But what Pedro Sánchez and Pablo Iglesias did not expect was that they would close 2020 having lost a degree of control over power in the country, and that the justice system, far from being independent, would behave as a counterweight to the executive. The position taken by the Supreme Court public prosecutors, arguing against the granting of pardons, exudes a certain air of revenge and marks a path that the Supreme Court will surely follow: "Compliance with the sentences is an inescapable requirement and taking shortcuts to evade the court's ruling cannot and must not be accepted."  

So much so, that it has been the Spanish justice minister himself, Fernando Grande-Marlaska, who has expressed that the report of the public prosecutors has a political bias, pointing out that he likes reports within the realm of the judiciary to have a technical-legal approach. Another minister, Consumer Affairs head Alberto Garzón, went further and said openly that Catalan political prisoners should be released.
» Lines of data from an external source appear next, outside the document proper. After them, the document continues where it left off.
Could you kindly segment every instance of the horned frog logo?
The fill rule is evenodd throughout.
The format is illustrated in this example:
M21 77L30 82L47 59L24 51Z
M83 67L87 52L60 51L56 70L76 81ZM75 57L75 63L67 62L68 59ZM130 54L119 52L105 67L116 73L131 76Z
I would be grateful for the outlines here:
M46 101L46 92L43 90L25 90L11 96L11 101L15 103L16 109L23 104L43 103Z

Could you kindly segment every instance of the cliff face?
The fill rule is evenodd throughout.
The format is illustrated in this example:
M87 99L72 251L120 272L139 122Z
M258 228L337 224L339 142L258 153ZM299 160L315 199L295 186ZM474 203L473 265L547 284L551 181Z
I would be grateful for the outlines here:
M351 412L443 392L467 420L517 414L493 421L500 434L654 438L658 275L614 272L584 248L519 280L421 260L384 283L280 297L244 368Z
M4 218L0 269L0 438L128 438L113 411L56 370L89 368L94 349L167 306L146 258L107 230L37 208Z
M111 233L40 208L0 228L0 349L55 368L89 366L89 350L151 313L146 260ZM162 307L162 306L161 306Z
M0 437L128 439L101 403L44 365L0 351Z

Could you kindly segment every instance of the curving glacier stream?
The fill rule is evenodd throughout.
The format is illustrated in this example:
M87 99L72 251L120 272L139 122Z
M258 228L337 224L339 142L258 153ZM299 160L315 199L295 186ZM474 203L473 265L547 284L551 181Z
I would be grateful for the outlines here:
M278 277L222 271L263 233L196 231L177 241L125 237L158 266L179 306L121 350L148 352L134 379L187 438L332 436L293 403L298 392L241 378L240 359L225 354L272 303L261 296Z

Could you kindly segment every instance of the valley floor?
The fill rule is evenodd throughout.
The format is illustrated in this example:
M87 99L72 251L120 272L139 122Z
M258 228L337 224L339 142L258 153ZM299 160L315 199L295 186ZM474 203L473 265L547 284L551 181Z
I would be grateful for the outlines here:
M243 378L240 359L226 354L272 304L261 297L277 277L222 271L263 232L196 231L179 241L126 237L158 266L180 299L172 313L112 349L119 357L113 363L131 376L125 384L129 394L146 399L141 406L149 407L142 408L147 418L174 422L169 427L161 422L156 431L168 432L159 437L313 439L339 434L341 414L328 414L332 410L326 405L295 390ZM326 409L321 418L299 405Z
In the coming weeks, the processing of the pardon will be completed and we shall see if the Spanish executive has a sense of power minimally sufficient to rise above the judicial bunker. Although the government's permanent retreat is already a fact, one could think that an issue like this one of the pardon, although delayed, would come to fruition. To tell the truth, I personally would not bet on them carrying out the pardon this time, even doing so a few weeks late. In any case, it will be necessary to continue demanding an amnesty, despite the unwillingness of anyone outside the boundaries of Catalonia to ease the pressure.